Most venerable cities in the USA have a neighborhood close to downtown that is being preserved for posterity. Many of the dwellings have been lovingly restored and are legally protected. The daughter of friends in St. Louis used to live in a historic area near what locals call the Central West End. Across the street for the entire length of Forest Park’s north side near the old Chase Hotel and the new Jeanne Gang high rise named 100 Kingshighway, these mansions were the Beverly Hills of St. Louis. St. Louis actually has 17 of these historic districts. In Seattle, it’s the Capitol Hill-Harvard-Belmont area. In Dallas it’s Swiss Avenue, and Ruth & I had a look at it earlier this year.
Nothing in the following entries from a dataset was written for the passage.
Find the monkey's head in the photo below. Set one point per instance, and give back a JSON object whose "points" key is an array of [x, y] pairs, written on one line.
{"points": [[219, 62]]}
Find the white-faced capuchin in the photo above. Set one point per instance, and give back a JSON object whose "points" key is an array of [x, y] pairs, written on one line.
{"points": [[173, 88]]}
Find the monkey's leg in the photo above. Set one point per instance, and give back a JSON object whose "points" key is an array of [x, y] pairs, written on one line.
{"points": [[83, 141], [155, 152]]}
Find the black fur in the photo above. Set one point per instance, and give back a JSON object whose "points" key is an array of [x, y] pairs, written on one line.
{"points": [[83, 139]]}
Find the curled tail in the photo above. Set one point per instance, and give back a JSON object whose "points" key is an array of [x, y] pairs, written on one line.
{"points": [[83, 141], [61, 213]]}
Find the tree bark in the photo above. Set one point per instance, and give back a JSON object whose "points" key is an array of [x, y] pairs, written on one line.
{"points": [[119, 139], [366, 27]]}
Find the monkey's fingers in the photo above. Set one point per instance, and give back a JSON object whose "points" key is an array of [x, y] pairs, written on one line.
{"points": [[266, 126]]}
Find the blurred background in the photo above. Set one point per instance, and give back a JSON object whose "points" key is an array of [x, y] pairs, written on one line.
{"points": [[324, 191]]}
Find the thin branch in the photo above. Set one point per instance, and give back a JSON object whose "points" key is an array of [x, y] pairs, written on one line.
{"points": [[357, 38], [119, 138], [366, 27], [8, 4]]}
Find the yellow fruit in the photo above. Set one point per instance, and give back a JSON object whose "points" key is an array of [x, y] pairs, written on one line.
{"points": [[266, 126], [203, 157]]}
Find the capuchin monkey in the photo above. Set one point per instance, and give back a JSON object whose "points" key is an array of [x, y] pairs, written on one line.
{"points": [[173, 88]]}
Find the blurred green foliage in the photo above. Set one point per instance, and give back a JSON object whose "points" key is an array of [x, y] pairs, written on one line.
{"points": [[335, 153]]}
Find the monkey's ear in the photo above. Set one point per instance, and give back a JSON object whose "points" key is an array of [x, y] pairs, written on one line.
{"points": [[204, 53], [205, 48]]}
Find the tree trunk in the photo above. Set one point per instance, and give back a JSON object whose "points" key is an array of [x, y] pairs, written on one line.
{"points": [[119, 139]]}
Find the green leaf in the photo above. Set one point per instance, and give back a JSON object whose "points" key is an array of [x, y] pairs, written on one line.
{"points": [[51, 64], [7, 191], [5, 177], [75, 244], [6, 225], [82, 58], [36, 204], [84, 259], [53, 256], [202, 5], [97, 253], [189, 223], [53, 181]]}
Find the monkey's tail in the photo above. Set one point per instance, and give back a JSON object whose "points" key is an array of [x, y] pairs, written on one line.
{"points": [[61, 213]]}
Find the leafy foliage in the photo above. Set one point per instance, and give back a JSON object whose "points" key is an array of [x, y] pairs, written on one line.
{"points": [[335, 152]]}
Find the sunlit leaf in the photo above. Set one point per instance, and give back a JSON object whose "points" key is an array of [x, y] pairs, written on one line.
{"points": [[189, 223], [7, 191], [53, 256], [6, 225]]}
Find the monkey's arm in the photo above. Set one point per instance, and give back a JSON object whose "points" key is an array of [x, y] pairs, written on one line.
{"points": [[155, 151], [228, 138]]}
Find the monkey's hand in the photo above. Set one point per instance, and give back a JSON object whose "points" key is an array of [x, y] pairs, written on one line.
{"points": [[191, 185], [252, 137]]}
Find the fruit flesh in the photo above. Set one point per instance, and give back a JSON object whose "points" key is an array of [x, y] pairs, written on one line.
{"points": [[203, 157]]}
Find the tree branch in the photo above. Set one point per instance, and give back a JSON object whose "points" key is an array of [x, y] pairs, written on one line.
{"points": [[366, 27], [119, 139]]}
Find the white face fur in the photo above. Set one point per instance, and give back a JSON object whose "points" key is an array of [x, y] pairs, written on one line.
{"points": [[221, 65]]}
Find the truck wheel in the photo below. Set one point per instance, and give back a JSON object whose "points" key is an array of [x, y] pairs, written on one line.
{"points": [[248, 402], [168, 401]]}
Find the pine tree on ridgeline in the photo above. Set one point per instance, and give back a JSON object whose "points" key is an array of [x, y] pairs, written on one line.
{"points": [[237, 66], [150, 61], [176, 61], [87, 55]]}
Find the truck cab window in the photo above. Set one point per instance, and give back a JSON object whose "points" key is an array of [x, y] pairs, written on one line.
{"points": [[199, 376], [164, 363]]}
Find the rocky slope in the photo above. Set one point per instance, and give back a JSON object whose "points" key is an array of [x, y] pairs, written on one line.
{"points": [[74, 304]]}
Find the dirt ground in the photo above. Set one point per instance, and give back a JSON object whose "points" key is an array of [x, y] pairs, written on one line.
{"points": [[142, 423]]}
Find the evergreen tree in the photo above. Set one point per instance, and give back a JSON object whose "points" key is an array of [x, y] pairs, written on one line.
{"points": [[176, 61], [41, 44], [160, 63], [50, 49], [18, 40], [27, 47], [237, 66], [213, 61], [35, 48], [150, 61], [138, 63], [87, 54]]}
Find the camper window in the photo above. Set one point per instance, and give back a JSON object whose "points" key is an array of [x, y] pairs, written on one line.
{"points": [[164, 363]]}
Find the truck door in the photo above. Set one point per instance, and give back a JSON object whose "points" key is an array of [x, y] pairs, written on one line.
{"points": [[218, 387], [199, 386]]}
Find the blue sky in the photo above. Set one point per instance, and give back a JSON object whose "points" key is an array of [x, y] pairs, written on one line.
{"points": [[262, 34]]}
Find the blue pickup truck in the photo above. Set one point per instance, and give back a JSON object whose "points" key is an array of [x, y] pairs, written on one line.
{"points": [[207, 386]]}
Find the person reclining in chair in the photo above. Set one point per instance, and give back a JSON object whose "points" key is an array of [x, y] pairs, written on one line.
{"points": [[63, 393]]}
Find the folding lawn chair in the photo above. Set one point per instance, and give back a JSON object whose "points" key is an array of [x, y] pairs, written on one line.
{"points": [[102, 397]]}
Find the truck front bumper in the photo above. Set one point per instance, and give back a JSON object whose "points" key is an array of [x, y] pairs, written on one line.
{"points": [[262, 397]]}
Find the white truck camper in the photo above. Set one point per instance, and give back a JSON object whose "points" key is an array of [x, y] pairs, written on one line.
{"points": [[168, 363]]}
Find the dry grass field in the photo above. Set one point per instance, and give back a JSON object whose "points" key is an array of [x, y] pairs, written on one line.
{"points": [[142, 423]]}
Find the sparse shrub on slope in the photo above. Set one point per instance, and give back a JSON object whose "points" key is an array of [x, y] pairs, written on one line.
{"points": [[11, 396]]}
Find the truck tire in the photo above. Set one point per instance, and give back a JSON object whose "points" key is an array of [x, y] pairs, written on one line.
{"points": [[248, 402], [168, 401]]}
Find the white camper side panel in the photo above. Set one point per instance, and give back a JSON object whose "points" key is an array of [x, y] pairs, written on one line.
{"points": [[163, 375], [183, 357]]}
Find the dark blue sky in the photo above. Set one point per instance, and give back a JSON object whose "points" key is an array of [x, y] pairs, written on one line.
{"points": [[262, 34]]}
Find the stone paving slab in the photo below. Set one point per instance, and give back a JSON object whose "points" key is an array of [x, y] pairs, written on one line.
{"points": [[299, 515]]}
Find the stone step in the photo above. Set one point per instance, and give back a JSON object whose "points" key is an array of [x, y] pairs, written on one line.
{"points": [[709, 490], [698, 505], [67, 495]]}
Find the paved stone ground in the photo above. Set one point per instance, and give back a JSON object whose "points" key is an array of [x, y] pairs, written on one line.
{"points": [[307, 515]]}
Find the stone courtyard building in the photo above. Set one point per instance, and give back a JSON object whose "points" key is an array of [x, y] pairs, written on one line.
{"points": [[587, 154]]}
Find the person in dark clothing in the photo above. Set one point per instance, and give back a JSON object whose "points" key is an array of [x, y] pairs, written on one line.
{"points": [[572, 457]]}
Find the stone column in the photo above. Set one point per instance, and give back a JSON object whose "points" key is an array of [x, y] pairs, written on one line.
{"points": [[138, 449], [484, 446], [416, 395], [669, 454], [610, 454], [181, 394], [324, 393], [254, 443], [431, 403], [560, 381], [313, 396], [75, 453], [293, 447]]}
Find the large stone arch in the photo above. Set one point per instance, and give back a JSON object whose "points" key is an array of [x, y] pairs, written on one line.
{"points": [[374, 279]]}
The Swiss Avenue Historic District is just northeast of downtown not too far from Fair Park, home of the Cotton Bowl Stadium and the fantastic Texas Centennial Exposition buildings. It’s an eight block corridor with a park down its middle containing many live oak trees between Fitzhugh and La Vista Streets. The entire neighborhood is listed on the National Register of Historic Places, and it’s Dallas’ first preserved residential area. Like Beverly Hills, it’s definitely worth a look.
A Swiss immigrant named Henri Boll named it. It was largely developed between 1905 and the 1920s. A cotton gin manufacturer, R. S. Munger, lived here and influenced community standards. The Harris-Savage House, home to a former Dallas mayor, has been a major Texas Historic Landmark since 2013. When Swiss Avenue was being built, there were many requirements. For example, houses had to be at least 2 stories tall. However, the architectural style was left to the owner and developers. By 1970 many had been demolished or converted to apartments but there were about 200 of them left. Like other such areas, the initial residents tended to be lawyers, bankers, doctors, and rich industrialists.
What is left of Swiss Avenue has a unique character, has been lavished with much affection, is beautifully preserved, and is definitely worth seeing.